# Router Pantograph



## Rebhays27 (Mar 31, 2009)

I am looking for a Pantograph to us in my shop. If anyone knows a good cheap one that is easy and durable. I have a 6" base Craftsman. I want to mainly trace drawings and lettering. Thanks in advance


----------



## bobj3 (Jan 17, 2006)

Hi Travis

You may want to check out the link below 

http://www.routerforums.com/sign-creation/11121-pantograph.html

http://www.youtube.com/watch?v=TG6L1BriaJM
==========


----------



## kolias (Dec 26, 2008)

Pantograph? never new this thing

Guess the possibilities with a router are endless

Nicolas


----------



## harrysin (Jan 15, 2007)

That Nicolas is because I guess that you're on the young side and there are so many wonderful things that you are yet to become acquainted with! (your profile doesn't state your age)


----------



## Ralph Barker (Dec 15, 2008)

The one I have is old (the box is layered papyrus with an inscription that mentions something about Routmosis), but looks similar to the Milescraft model.

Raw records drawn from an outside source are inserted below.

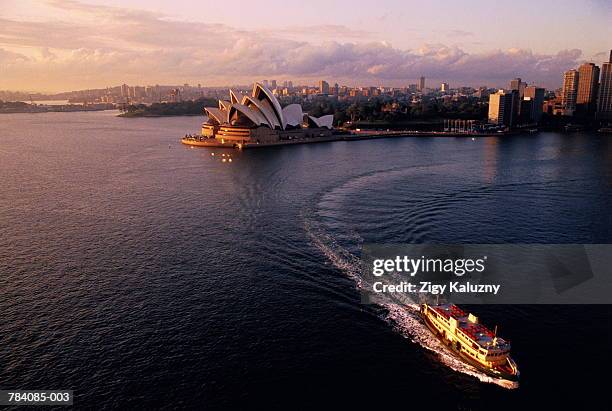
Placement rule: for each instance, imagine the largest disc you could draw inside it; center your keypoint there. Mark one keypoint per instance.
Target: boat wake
(402, 315)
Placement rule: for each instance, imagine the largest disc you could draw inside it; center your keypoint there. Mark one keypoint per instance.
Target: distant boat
(471, 341)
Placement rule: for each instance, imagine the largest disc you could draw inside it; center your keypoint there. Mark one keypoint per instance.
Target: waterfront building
(519, 85)
(586, 100)
(258, 118)
(569, 91)
(323, 87)
(502, 107)
(536, 96)
(604, 104)
(422, 84)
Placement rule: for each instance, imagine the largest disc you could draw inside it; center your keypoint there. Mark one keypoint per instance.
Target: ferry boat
(470, 340)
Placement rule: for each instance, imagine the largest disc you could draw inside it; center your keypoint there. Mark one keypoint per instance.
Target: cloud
(458, 33)
(10, 58)
(147, 48)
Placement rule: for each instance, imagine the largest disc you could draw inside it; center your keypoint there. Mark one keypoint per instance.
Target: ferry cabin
(466, 335)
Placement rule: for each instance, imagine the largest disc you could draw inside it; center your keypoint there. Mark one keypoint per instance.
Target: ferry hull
(491, 372)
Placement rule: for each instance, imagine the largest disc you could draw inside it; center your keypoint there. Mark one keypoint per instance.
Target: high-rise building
(518, 85)
(604, 103)
(323, 87)
(569, 92)
(422, 84)
(586, 101)
(536, 96)
(502, 107)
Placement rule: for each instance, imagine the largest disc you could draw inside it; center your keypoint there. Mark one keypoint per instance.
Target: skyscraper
(604, 104)
(518, 85)
(323, 87)
(502, 107)
(536, 94)
(569, 93)
(586, 100)
(422, 84)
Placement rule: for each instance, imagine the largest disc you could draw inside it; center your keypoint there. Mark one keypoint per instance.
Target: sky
(59, 45)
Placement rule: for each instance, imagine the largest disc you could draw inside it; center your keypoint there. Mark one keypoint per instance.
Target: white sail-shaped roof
(256, 117)
(224, 105)
(261, 92)
(216, 115)
(293, 115)
(324, 121)
(235, 97)
(264, 108)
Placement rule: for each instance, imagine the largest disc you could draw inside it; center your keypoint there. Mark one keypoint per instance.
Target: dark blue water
(144, 274)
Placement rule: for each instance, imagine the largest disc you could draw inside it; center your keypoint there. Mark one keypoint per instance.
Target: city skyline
(53, 46)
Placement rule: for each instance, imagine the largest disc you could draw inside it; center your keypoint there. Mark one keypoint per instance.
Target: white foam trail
(405, 318)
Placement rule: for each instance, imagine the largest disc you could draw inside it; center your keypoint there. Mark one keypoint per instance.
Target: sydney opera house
(259, 119)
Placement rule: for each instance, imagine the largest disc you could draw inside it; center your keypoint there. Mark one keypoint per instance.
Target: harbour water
(143, 273)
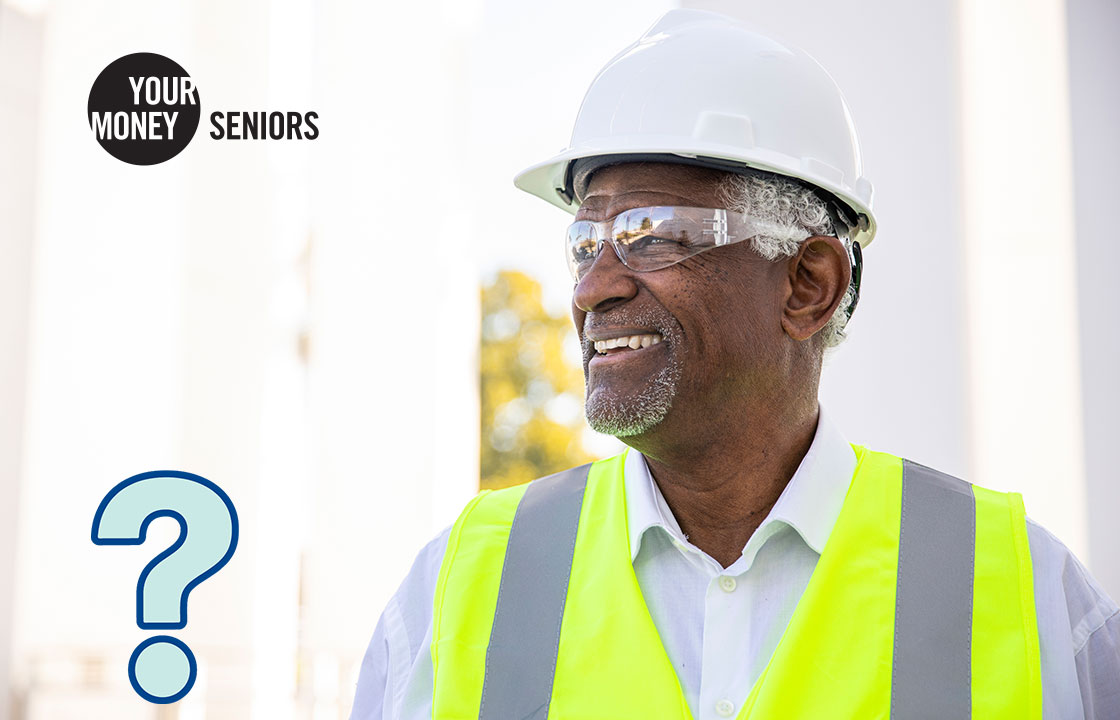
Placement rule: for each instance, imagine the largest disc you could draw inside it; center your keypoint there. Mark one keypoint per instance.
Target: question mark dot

Additionally, I record heart and respiratory rates daily. Once plotted, that becomes my real Pantograph.


----------



## kolias (Dec 26, 2008)

I took my early retirement in 2002, so that makes me.... what?....68 !! and still there are many wonderful things to become acquainted, most of them in routers LOL

Thank you Harry, you made me feel younger even for a few seconds LOL

Nicolas


----------



## econlow (May 3, 2009)

Hello Travis I just bought one from Craftsman . A Craftmans Deluxe Router Pantograph
model #25187for 54.99 plus shipping came to around $65 . and this is thonly one 
I've found. Check out Sears.com


----------